LINUX: disk kopieren mit dd

dd mit schöner Anzeige über den Fortschritt:

bei pv sollte natürlich auch die korrekte Größe der zu kopierenden Daten angegeben werden, da abhängig davon die anzeige berechnet wird.

dd if=/dev/sdb bs=4096 conv=sync,noerror | pv -s 9G |sudo dd of=/dev/sdc

OSX MacOS: Logging tags sichtbar machen

einfach in der bash

sudo log config --mode "private_data:on"

und später wieder deaktivieren, wenn der Fehler gefunden ist

sudo log config --mode "private_data:off"

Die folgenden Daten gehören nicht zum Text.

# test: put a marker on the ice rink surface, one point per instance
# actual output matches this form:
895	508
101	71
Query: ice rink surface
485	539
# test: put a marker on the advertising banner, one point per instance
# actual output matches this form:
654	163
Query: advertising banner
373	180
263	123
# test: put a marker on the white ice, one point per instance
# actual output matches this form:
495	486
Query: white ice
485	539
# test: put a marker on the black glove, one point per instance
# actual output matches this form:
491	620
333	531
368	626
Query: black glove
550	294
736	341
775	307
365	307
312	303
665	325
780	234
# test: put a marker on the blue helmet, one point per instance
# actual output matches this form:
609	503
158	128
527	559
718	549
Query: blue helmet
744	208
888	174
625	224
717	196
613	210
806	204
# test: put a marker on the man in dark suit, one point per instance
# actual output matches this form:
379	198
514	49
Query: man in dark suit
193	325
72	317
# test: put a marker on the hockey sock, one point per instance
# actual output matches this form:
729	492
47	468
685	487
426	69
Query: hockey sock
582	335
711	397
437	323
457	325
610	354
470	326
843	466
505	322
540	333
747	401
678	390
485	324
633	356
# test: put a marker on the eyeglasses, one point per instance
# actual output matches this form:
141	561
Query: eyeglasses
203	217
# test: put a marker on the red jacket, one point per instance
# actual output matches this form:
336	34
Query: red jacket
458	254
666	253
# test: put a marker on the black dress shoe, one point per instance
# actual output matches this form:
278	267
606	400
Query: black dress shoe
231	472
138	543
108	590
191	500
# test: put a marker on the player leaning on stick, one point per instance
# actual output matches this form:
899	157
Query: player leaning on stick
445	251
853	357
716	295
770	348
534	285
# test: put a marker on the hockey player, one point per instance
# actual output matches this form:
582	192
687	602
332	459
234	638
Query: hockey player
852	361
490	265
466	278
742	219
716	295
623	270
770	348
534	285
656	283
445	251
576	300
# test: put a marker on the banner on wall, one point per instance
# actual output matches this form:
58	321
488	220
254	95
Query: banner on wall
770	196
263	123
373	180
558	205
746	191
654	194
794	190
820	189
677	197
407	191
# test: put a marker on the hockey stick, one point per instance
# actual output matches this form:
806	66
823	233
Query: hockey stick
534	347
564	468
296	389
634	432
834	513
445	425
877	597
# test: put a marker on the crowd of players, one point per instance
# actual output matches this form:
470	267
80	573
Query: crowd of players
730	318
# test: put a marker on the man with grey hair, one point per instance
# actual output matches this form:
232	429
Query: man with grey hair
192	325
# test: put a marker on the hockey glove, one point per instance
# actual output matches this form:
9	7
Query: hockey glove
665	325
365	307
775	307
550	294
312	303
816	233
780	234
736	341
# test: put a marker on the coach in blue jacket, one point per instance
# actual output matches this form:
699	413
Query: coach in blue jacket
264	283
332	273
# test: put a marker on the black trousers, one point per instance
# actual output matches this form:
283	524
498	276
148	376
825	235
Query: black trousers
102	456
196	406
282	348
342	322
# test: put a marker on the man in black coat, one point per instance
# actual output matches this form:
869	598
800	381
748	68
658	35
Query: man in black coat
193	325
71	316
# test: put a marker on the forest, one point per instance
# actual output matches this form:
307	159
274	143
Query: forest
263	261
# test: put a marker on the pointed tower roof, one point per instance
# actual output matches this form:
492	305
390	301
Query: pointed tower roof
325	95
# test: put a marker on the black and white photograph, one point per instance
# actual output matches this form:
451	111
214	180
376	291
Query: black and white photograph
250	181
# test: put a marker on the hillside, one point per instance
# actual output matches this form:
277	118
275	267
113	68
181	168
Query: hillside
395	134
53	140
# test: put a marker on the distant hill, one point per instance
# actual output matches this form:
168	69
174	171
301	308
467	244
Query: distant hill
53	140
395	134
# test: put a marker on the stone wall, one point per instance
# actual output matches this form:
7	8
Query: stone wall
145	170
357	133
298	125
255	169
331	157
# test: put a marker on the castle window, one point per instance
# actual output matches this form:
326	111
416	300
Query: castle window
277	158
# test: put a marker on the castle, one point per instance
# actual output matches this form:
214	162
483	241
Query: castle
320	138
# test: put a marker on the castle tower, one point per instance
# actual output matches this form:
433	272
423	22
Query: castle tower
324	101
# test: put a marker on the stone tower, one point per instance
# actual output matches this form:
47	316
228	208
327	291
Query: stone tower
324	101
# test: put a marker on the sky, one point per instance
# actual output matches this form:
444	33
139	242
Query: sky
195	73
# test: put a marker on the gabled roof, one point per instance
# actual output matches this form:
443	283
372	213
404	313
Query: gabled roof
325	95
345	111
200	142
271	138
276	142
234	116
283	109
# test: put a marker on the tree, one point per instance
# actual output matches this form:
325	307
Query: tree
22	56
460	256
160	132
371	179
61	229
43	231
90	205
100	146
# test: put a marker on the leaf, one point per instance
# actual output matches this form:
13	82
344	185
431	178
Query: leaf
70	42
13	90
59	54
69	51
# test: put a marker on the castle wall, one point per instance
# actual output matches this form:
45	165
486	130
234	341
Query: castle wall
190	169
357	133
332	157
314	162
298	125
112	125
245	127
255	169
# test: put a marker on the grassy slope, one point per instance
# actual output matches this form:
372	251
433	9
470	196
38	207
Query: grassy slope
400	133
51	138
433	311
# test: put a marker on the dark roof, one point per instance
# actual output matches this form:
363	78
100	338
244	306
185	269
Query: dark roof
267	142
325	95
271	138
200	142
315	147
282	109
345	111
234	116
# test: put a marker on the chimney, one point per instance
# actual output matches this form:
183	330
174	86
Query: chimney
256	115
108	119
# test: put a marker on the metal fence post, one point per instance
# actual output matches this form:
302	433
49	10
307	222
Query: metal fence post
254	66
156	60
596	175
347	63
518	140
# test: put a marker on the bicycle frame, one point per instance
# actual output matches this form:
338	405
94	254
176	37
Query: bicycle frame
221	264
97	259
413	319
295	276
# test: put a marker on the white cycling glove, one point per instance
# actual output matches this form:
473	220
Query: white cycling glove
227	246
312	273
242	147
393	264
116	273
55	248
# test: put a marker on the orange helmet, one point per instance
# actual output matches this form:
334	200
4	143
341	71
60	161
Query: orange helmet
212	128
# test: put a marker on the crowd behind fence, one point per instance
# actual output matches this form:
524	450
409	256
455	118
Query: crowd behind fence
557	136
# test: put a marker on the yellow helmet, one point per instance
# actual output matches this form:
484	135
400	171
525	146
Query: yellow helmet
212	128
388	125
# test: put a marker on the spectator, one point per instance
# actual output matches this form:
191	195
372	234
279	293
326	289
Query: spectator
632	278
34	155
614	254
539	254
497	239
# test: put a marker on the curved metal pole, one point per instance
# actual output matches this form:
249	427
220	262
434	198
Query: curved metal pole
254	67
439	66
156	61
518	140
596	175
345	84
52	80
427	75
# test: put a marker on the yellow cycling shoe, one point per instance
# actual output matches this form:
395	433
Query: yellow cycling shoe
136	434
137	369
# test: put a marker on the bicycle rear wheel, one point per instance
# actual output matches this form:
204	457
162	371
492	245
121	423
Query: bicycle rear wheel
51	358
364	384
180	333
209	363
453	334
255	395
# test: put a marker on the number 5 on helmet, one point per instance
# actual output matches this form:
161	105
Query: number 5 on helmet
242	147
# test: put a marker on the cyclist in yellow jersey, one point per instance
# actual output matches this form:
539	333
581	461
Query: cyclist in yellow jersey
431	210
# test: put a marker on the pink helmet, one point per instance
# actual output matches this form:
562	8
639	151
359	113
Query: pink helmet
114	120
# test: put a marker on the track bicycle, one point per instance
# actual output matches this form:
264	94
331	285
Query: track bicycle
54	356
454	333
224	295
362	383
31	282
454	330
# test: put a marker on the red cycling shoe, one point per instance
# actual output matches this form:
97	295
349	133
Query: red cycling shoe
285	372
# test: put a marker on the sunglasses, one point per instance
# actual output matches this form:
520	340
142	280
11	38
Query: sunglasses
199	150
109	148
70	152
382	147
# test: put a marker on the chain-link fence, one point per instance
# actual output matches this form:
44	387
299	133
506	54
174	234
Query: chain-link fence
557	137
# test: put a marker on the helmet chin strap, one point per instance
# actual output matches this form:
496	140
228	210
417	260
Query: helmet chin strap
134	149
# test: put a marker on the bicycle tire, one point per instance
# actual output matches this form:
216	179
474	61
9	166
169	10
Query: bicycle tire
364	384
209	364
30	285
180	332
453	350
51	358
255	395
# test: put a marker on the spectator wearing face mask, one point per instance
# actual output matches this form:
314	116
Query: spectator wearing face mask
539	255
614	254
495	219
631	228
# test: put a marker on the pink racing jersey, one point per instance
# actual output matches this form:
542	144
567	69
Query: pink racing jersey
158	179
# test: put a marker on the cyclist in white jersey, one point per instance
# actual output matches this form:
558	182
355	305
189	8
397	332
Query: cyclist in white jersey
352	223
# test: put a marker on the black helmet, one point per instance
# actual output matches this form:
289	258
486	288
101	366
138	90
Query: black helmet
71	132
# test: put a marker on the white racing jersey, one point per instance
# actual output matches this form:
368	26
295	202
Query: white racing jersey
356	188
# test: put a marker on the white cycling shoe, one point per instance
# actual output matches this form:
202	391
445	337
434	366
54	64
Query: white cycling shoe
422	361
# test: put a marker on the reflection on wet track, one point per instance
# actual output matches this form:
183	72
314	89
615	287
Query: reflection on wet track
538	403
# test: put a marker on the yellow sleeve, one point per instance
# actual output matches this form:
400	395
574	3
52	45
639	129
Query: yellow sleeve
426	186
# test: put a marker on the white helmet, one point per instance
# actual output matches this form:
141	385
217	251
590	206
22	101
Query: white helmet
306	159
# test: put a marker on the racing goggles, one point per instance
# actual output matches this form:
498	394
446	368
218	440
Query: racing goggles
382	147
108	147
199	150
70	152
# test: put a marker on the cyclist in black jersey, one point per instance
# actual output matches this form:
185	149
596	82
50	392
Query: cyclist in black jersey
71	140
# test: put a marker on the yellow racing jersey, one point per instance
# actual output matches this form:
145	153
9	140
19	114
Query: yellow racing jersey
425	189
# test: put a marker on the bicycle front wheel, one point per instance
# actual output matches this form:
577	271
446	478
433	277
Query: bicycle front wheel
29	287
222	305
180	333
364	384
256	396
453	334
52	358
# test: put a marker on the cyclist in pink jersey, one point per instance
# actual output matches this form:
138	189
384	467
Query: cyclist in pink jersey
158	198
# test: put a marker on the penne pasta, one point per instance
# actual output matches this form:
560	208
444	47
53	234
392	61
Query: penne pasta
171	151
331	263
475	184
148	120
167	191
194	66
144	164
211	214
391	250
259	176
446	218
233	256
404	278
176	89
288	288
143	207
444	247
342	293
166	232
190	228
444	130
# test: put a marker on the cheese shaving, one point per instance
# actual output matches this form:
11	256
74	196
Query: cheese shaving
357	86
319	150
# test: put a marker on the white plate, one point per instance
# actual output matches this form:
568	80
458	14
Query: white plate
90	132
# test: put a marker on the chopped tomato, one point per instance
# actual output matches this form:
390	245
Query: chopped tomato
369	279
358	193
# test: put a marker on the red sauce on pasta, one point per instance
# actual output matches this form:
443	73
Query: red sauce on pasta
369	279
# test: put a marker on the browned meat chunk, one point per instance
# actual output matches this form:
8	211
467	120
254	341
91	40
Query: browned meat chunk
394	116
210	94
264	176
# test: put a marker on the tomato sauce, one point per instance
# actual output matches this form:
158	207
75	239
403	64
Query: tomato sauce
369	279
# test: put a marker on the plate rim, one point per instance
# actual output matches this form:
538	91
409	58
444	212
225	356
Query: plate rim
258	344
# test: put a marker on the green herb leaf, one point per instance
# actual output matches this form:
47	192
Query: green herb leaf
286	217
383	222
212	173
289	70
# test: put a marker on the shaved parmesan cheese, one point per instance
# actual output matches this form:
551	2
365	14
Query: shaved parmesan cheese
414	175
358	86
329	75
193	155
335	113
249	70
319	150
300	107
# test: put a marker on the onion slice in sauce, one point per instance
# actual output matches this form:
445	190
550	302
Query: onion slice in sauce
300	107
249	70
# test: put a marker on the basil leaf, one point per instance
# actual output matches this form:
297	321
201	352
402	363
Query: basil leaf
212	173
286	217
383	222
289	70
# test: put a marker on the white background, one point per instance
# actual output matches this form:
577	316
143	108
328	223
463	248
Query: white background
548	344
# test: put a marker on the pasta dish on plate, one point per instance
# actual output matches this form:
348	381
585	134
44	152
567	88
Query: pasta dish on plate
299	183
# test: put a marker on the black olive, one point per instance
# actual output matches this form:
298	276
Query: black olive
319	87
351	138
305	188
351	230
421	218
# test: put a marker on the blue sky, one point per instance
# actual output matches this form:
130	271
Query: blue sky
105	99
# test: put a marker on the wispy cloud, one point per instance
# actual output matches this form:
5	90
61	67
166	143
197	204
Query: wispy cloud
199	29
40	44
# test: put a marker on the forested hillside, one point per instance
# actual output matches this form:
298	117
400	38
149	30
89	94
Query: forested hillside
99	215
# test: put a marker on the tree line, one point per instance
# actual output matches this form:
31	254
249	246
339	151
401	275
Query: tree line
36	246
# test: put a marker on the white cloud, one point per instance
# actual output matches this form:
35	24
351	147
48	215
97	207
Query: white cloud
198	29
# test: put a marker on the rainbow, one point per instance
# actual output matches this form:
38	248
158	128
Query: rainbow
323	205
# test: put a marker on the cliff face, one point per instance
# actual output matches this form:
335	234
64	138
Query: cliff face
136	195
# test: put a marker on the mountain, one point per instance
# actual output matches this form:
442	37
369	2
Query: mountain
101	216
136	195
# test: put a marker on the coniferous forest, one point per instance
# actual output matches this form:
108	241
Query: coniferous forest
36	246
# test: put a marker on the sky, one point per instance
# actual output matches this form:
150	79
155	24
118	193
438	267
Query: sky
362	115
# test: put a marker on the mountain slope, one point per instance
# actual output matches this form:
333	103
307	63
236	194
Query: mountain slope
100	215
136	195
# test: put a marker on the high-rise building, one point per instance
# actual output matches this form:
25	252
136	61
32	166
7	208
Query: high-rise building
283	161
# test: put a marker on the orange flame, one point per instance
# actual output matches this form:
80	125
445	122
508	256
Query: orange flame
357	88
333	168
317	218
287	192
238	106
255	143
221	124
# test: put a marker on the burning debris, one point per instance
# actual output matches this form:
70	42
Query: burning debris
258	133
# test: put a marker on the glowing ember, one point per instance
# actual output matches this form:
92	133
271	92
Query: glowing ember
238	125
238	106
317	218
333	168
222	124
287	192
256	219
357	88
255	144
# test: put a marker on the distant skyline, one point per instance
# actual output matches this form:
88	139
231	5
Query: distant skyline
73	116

VMware: verstecken das der Client in einer VM läuft

die vmx Datei bearbeiten und folgendes hinzufügen:

monitor_control.restrict_backdoor = "TRUE"

Falls das nicht reicht, folgende Parameter testen:

monitor_control.virtual_rdtsc = "false"
monitor_control.restrict_backdoor = "true"
isolation.tools.getPtrLocation.disable = "true"
isolation.tools.setPtrLocation.disable = "true"
isolation.tools.setVersion.disable = "true"
isolation.tools.getVersion.disable = "true"
monitor_control.disable_directexec = "true"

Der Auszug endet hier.